Soup warms the soul. It’s just what I need when the weather starts to change, as fall starts to creep back. It’s crunching leaves, crisp breezes, and harvest.
I needed a recipe for the tons of butternut squash I just processed. Soup called to me, and this was the one! I just sort of threw things together, tasting as I went. This is the recipe I ended up with, loosely based on a recipe I once made long ago (but I can’t remember who to give credit to). It’s sweet and savory, smooth and satisfying. Enjoy!
Curried Butternut Squash Soup with Coconut Creme
1 butternut squash, seeded, cooked, and mashed – without skins
1 onion, chopped
1 – 2 apples, peeled, cored and chopped
1 tablespoon coconut/olive oil
2-4 cups chicken broth (preferably homemade)
up to 1 teaspoon curry powder
sea salt and pepper to taste
Coconut Creme Ingredients:
1/2 can of organic coconut milk (I use this one*)
1/2 cup vanilla or plain yogurt
Soup: Cook butternut squash by preferred method.

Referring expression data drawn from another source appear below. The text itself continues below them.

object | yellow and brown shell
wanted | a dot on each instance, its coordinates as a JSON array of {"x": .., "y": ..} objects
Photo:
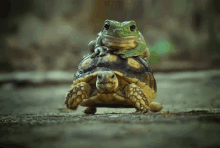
[{"x": 132, "y": 69}]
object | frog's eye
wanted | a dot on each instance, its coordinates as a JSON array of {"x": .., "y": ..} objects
[
  {"x": 132, "y": 27},
  {"x": 106, "y": 26}
]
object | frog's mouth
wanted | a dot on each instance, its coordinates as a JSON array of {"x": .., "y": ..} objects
[{"x": 122, "y": 43}]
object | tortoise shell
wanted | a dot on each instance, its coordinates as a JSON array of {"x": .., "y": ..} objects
[{"x": 132, "y": 67}]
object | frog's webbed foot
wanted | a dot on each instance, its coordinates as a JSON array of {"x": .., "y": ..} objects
[{"x": 100, "y": 51}]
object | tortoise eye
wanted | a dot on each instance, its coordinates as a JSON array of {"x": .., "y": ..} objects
[
  {"x": 132, "y": 27},
  {"x": 107, "y": 25}
]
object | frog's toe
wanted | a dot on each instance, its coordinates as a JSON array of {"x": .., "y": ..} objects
[{"x": 123, "y": 56}]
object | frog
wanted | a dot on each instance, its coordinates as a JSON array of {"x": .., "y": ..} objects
[{"x": 122, "y": 38}]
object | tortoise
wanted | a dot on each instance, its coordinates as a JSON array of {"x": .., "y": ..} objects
[{"x": 112, "y": 81}]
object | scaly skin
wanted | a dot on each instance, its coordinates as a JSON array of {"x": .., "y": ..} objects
[
  {"x": 120, "y": 37},
  {"x": 107, "y": 86}
]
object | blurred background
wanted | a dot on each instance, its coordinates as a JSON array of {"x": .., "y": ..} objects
[{"x": 46, "y": 39}]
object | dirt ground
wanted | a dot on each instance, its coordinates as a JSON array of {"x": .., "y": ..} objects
[{"x": 36, "y": 117}]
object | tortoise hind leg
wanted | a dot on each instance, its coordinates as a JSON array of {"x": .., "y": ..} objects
[
  {"x": 77, "y": 94},
  {"x": 155, "y": 106},
  {"x": 136, "y": 95},
  {"x": 90, "y": 110}
]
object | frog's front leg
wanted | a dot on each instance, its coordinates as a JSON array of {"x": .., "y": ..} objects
[{"x": 100, "y": 50}]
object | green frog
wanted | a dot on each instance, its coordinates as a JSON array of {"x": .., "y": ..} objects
[{"x": 121, "y": 37}]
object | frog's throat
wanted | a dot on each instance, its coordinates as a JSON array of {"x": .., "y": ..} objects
[{"x": 122, "y": 43}]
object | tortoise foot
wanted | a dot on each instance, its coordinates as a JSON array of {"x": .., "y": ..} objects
[
  {"x": 136, "y": 95},
  {"x": 75, "y": 95},
  {"x": 90, "y": 110},
  {"x": 155, "y": 106}
]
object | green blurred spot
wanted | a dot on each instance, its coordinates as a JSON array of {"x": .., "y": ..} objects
[{"x": 160, "y": 48}]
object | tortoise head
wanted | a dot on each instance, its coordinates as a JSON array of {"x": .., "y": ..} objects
[{"x": 106, "y": 82}]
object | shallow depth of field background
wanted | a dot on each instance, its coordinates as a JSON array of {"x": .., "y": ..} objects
[{"x": 52, "y": 35}]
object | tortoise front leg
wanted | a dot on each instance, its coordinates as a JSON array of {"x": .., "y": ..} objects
[
  {"x": 136, "y": 95},
  {"x": 90, "y": 110},
  {"x": 75, "y": 95}
]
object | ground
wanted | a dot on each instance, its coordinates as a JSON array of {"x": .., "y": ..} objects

Scoop squash meat out of skins, mash and set aside. In a large pot, heat oil on medium heat. Add onions and apples and cook for 1 minute. Add chicken broth. Cook, stirring occasionally, until apples and onions are soft. Add curry powder and butternut squash puree. Cook for another 5 minutes to blend flavors. Blend the soup with an immersion hand blender or in batches in a conventional blender. add sea salt and pepper to taste. Serve warm with toppings.
Coconut Creme: Hand mix or blend coconut milk and yogurt together. Drizzle over warm soup to bring this delicious dish to the next level!
Optional additional toppings: Roasted nuts (walnuts pictured), toasted coconut flakes, chives (pictured), seasoned croutons or chunks of hearty (slightly) stale bread, fried shallots or leeks, pumpkin seeds or pine nuts, shredded apple… anything that offers this smooth soup a bit of a crunch will help with the texture.
*I receive no compensation for sharing links to products or pages. I just want to help you know what to look for when you’re out shopping, especially in this instance. Coconut milk also comes in a carton. What I used here is a canned coconut milk. It’s thicker and tastes a bit less sweet.
I hope you enjoy this delicious soup. Let us know what you topped yours with!